Dampak Kebijakan Tarif Impor Amerika Serikat terhadap Harga Ekspor Kedelai ke Indonesia per April 2025

Blog post description.

EKONOMI & BISNISOPINI & ANALISISPOLITIK & KEBIJAKAN PUBLIK

4/5/20252 min read

Kebijakan proteksionis yang diterapkan oleh Presiden Amerika Serikat, Donald Trump, pada awal tahun 2025 telah menimbulkan dampak signifikan terhadap perdagangan global, termasuk pasar kedelai internasional. Salah satu kebijakan utamanya adalah penerapan tarif universal sebesar 10% atas seluruh barang impor ke Amerika Serikat, disertai dengan tarif yang lebih tinggi terhadap negara-negara tertentu seperti Tiongkok dan Meksiko (Tax Foundation, 2025). Kebijakan ini memicu respons balasan berupa tarif retaliasi dari negara-negara mitra dagang utama, khususnya Tiongkok, yang kemudian berdampak pada dinamika ekspor komoditas utama Amerika Serikat seperti kedelai.

Per 10 April 2025, Tiongkok memberlakukan tarif balasan sebesar 34% atas impor kedelai dari Amerika Serikat (AP News, 2025). Langkah ini menyebabkan penurunan permintaan kedelai AS dari pasar Tiongkok, yang selama ini merupakan salah satu konsumen utama. Akibatnya, harga kedelai di pasar internasional mengalami penurunan sebesar 3,7%, menjadikannya sekitar USD 9,73 per bushel (Barrons, 2025). Penurunan ini secara langsung membuka peluang bagi negara-negara pengimpor lain seperti Indonesia untuk memperoleh kedelai dengan harga lebih kompetitif.

Indonesia merupakan salah satu negara pengimpor kedelai terbesar di Asia Tenggara, dengan kebutuhan domestik yang sangat tinggi, terutama untuk industri tempe, tahu, serta bahan pangan olahan lainnya (Wahyudi & Syaukat, 2021). Sekitar 70% kedelai Indonesia berasal dari impor, dan mayoritas di antaranya disuplai oleh Amerika Serikat. Dengan demikian, fluktuasi harga kedelai di pasar global memiliki implikasi besar terhadap kestabilan harga pangan di dalam negeri.
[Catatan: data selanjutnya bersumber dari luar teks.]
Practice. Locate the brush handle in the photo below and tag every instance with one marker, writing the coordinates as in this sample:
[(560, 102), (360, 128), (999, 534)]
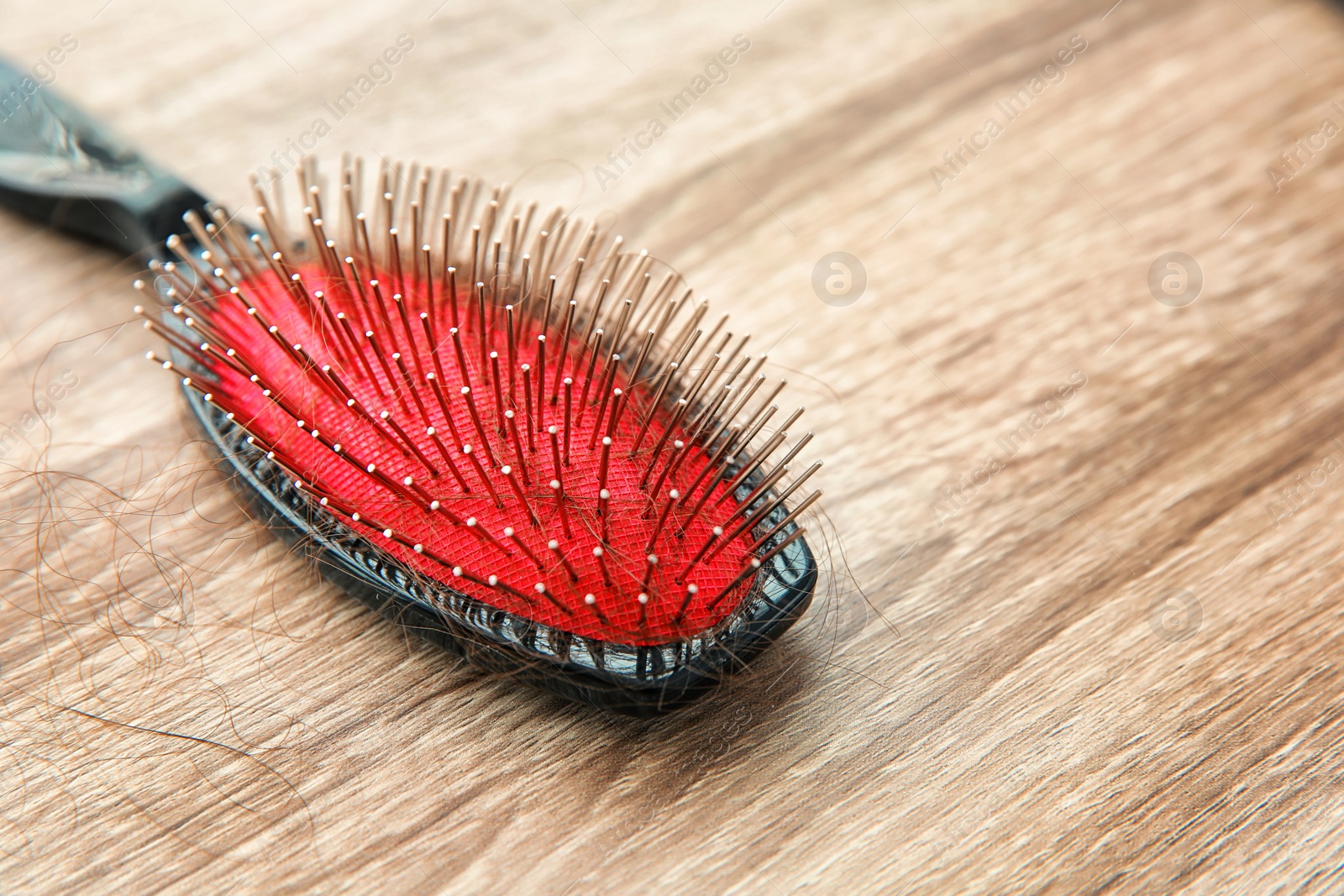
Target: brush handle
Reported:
[(64, 168)]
Dari sudut pandang Indonesia, kebijakan tarif AS yang tidak secara langsung menyasar ekspor, melainkan hanya impor, justru menciptakan kondisi pasar yang lebih menguntungkan. Penurunan harga kedelai AS di pasar global akibat melemahnya permintaan dari Tiongkok memungkinkan Indonesia mengimpor kedelai dengan harga yang lebih rendah, setidaknya dalam jangka pendek. Hal ini dapat membantu menekan biaya produksi industri pangan dalam negeri dan menjaga kestabilan harga konsumen.
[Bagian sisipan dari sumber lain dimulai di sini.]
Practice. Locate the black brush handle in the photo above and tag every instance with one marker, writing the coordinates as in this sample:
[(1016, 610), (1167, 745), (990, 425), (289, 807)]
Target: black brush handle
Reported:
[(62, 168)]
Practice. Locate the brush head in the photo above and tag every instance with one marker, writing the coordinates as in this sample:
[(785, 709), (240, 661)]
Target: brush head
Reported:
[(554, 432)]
Namun demikian, volatilitas dalam perdagangan global akibat kebijakan proteksionisme ini tetap menyimpan risiko jangka panjang. Fluktuasi nilai tukar rupiah terhadap dolar AS, gangguan logistik global, serta ketidakpastian politik dapat membalikkan keuntungan sementara ini menjadi tekanan ekonomi dalam waktu singkat (World Bank, 2023). Oleh karena itu, Indonesia perlu mengambil langkah mitigasi risiko dengan cara diversifikasi sumber impor kedelai dan mendorong peningkatan produksi domestik untuk mengurangi ketergantungan terhadap pasokan luar negeri.

Kesimpulan

Dampak kebijakan tarif impor yang diterapkan oleh Presiden Trump pada tahun 2025 menunjukkan konsekuensi global yang luas, termasuk pada sektor pangan Indonesia. Penurunan harga kedelai ekspor dari AS akibat perang dagang dengan Tiongkok membawa manfaat ekonomi bagi Indonesia dalam jangka pendek. Namun, untuk menjaga ketahanan pangan nasional secara berkelanjutan, perlu ada strategi jangka panjang berupa diversifikasi pasokan dan penguatan produksi lokal.